Maintain and Prune Your Plants
Strawberries thrive with a bit of grooming. Start by trimming the stolons close to the ground. If you have an eye on multiplying your plants, leave a few stolons. Next, remove any damaged or diseased leaves to prevent your plants from being weakened.
It's also beneficial to clear all leaves 20 days after the harvest. This helps concentrate the plant's energy on the root system, fostering more robust growth.
Feed Your Plants Right
Fertilizing isn't just about increasing production; it also enhances the taste of your strawberries. Notably, a light dose of potassium is needed in fall right before winter. This can be achieved by using wood ashes.
In addition to potassium, strawberries flourish in humus-rich soil. Therefore, adding mature compost to your soil can contribute significantly towards your plants' health.
Shield Your Strawberries from Winter’s Grasp
Despite being hardy in nature, strawberries aren't fans of humidity.

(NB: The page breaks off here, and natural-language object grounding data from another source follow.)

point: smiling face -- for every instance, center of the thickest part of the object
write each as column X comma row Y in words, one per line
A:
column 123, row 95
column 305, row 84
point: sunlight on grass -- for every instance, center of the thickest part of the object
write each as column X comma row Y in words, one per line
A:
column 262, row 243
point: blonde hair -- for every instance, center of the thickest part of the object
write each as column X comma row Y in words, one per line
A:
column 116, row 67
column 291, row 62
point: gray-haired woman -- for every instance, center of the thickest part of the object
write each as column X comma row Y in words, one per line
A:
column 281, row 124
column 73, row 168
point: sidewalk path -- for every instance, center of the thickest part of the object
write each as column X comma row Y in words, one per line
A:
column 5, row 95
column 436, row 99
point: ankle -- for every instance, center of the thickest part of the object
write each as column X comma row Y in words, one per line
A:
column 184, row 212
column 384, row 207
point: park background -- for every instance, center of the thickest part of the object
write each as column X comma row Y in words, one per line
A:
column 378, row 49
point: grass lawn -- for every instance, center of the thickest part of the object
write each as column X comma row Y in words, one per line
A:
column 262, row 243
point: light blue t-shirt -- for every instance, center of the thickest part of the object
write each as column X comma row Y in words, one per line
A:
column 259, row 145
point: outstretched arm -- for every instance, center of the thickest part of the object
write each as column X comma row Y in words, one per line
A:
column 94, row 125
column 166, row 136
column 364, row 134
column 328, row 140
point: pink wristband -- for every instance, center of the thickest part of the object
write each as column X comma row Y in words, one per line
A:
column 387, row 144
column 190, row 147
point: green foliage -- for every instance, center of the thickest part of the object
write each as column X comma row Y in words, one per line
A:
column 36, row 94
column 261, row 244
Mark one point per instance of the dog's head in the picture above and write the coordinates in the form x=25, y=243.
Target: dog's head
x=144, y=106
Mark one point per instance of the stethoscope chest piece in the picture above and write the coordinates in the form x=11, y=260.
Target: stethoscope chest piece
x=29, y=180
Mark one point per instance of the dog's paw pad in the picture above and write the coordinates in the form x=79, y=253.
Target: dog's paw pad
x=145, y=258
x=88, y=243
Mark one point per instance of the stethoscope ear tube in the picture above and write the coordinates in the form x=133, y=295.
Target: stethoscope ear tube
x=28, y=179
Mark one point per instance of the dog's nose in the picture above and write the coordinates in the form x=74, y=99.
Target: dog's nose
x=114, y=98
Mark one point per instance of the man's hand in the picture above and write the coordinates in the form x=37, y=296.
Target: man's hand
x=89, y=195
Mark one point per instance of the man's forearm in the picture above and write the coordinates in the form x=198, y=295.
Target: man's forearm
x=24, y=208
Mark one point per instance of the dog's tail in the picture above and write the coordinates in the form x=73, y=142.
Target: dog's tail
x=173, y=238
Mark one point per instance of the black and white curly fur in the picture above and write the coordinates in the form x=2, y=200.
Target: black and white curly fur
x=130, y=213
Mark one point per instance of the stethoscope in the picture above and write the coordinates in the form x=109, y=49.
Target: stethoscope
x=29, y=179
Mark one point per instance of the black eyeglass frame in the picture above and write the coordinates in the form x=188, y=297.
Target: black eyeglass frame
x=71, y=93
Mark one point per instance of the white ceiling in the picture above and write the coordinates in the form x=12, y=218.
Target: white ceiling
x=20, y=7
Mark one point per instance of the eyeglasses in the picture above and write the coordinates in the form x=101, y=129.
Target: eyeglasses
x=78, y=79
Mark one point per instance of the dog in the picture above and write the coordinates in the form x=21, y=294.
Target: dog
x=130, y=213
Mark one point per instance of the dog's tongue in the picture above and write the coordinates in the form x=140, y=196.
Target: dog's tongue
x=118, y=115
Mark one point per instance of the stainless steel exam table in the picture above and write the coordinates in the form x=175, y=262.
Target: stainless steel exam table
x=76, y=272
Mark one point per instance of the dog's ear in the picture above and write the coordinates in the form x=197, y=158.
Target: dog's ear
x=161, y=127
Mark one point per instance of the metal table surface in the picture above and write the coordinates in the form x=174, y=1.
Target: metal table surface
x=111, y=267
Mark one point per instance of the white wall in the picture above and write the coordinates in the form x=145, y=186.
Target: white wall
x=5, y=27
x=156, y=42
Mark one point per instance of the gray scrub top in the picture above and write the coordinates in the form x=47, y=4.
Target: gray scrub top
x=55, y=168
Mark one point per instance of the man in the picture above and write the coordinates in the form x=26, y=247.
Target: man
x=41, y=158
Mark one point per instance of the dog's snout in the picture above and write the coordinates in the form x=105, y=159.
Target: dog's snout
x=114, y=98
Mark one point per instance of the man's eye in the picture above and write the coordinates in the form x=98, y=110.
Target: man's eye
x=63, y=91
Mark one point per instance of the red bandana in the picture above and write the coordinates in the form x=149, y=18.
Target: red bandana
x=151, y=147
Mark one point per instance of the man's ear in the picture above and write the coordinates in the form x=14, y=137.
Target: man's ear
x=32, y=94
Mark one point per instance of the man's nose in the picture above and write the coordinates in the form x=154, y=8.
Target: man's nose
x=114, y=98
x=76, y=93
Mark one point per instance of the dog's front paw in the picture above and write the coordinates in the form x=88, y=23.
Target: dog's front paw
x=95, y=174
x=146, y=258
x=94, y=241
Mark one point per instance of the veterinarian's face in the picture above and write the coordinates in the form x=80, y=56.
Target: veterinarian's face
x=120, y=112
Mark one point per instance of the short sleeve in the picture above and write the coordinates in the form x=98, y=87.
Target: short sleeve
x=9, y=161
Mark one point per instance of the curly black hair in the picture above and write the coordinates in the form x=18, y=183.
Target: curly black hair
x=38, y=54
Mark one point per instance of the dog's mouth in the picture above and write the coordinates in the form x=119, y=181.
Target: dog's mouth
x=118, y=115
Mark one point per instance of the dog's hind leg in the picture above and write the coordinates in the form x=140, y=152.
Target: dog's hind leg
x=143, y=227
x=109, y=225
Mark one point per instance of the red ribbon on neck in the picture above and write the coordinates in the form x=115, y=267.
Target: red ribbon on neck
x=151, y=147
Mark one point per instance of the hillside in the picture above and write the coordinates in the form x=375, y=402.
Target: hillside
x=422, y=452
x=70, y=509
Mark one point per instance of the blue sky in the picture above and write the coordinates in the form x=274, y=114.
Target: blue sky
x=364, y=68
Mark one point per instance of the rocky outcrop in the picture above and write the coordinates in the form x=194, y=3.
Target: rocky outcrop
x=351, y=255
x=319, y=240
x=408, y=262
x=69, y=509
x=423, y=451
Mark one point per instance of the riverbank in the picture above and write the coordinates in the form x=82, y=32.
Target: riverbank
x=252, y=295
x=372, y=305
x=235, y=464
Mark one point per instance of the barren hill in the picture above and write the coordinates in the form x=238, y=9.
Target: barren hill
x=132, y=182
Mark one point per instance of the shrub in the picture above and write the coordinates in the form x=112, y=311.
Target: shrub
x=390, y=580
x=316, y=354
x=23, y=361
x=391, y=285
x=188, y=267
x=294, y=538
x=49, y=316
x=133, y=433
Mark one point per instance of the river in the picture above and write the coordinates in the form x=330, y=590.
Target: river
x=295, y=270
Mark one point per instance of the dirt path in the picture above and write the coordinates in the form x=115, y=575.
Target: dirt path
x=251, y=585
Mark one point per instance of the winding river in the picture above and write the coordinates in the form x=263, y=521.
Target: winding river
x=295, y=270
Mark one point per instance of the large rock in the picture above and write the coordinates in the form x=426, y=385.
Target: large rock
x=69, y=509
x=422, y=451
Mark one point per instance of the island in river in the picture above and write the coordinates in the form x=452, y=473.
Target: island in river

Paired with frost, it poses serious threats to your plants. Mulching goes a long way in wintering your strawberries successfully.
Before mulching, ensure you rid your strawberry beds of weeds manually. Pine cone mulch works wonders due to its slightly acidic nature – which is favored by strawberries. Yet, straw or fern leaves are also valid options as they decay into natural organic matter.
Caring for Potted Strawberries
Strawberries grown in pots necessitate slightly different care. During severe frosts, the pots need protection. They should be placed in a sheltered location with good sun exposure. Interestingly, no watering is required in the heart of winter for potted strawberries.
Keep Your Strawberries Weed-Free
Throughout the year, make sure to keep your strawberries clear of weeds. By the time winter rolls around, each plant should be clean and well-cleared to endure the season and produce a bountiful harvest in the coming year.